The Kelo decision did not expand the jurisprudence of eminent domain beyond the settled practice of the past 50 years. The court has not spawned some new demon that will devour our homes unless elected officials come riding to our rescue.
Even conservative proponents of judicial restraint and so-called "originalism" (the conservative constitutional theory that the framers' intent should govern us unless we explicitly amend it) acknowledge as much.
For example, Jonathan Adler wrote in National Review: "While the Fifth Amendment clearly requires compensation for takings of any sort, there is little evidence the Founders sought to limit the purposes for which eminent domain could be used."
Exactly. There's nothing more useful than an honest conservative. What is truly being attacked here is not eminent domain but our faith that government is capable of defining a public use.
Eminent domain is our rightful power to declare that public use will trump private use. And because Americans are the world's most fair-minded and generous people, we have written into our very Constitution the protection that the exercise of that rightful power demands the just compensation of the private owners.
And because Americans guard their liberties more dearly than anyone else in the world, we further protect private owners in our state constitutions and laws (Pennsylvania certainly does this) by requiring public participation, a well-defined planning process to determine public use, an appeals process after decisions have been made and that eminent domain be used only as a last resort.
O.K., Mr. Hughes.
What's fair about New London charging rent to the homeowners who are losing their land, which it has done, by cutting the "fair-market" payment?
What's fair about taking property from one private holder to transfer it to another, almost always wealthier, private holder?
Eminent domain applies only to holdouts who insist their private use should trump the public. For an example, think of the 26 homeowners in Bucks County who delayed construction of an interchange between I-95 and the turnpike for 50 years. The nine owners in Kelo were similar holdouts who sued after dozens of other owners had sold their properties to New London.
No rights are absolute. You can't yell "fire" in a crowded theater, you can't sacrifice infants in free exercise of your religion, and you can't prevent the community from benefiting from a public use for which they are willing to pay you in full.
This is a specious argument and an invalid comparison.
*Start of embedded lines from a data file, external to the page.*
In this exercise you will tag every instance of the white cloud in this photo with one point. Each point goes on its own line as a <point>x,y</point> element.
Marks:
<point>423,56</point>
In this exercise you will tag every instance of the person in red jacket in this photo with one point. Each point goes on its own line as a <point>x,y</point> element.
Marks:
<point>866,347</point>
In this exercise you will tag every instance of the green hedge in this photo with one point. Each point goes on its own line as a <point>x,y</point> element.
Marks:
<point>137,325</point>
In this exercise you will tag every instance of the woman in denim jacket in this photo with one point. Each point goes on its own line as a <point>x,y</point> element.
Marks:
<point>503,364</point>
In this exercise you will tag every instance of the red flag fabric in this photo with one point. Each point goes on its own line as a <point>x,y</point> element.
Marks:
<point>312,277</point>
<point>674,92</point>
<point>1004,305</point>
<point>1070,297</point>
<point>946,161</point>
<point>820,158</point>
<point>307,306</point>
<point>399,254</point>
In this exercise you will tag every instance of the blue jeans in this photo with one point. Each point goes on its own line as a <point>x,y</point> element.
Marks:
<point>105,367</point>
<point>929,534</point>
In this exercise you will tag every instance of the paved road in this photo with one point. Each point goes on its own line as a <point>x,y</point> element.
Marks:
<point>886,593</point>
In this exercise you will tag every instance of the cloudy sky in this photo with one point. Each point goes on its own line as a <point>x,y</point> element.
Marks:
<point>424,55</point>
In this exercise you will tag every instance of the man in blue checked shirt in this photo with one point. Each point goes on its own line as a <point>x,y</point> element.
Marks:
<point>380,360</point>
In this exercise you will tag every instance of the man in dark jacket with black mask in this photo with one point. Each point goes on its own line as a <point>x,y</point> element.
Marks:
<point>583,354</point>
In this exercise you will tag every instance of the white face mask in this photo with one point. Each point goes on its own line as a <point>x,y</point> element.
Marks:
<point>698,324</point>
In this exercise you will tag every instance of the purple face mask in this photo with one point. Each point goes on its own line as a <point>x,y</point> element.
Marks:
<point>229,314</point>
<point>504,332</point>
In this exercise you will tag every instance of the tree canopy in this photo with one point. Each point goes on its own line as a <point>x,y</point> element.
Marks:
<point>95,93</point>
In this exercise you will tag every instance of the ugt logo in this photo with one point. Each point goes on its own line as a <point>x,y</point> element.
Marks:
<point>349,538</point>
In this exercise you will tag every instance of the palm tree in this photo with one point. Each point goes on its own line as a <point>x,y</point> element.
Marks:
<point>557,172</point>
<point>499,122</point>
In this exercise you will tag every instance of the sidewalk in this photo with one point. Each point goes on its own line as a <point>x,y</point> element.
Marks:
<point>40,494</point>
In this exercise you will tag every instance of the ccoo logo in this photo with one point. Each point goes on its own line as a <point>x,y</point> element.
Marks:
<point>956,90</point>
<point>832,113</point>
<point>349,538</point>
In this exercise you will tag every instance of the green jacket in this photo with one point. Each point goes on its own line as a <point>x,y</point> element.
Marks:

The Bucks County case is a valid "public use" case for eminent domain. Taking property for a Turnpike interchange is a legitimate and valid eminent domain exercise. Taking property to build a school is a valid exercise of the power of eminent domain. Taking property for a much-needed highway or treatment plant is a valid use of eminent domain... as long as the property owners are fairly compensated (which in itself is a whole other issue, because it's not very likely that people will be able to [a] find a comparable property and [b] not have to go into debt to acquire it).
Taking property so Donald Trump can build a parking lot is an obscenity. Taking property so a city can build a golf course under the excuse of community revitalization is even more so -- and we just had a long and very costly battle in Coatesville, Pa., over that very topic. Even a Michigan court has said that the eminent domain that virtually wiped out Detroit's Poletown neighborhood for GM was a mistake.
The use of eminent domain must be well regulated and always demands just compensation. But an assault on eminent domain itself is an assault on our ability to govern ourselves. If we can't define a public purpose, then all government action is illegitimate.
It's just another attack on the idea that government can improve the lives of ordinary people and their communities.
That is another incredible leap of illogic. A public purpose is already well-defined. It is one that serves the public... not private investors. (I could, in some more intense moments, argue that most government action is illegitimate, anyway, but won't in this forum.) I could go so far as to defend eminent domain as a means of acquiring abandoned properties that have become hazards to the community.
The bottom line is this -- the government gets its responsibilities from the people; the government does not grant the people their rights. Those are inherent, according to far wiser folks than I. The government has a responsibility to act responsibly, defending the rights of the "little guy."
Using eminent domain for private investment is hardly defending the "little guy," don't you think?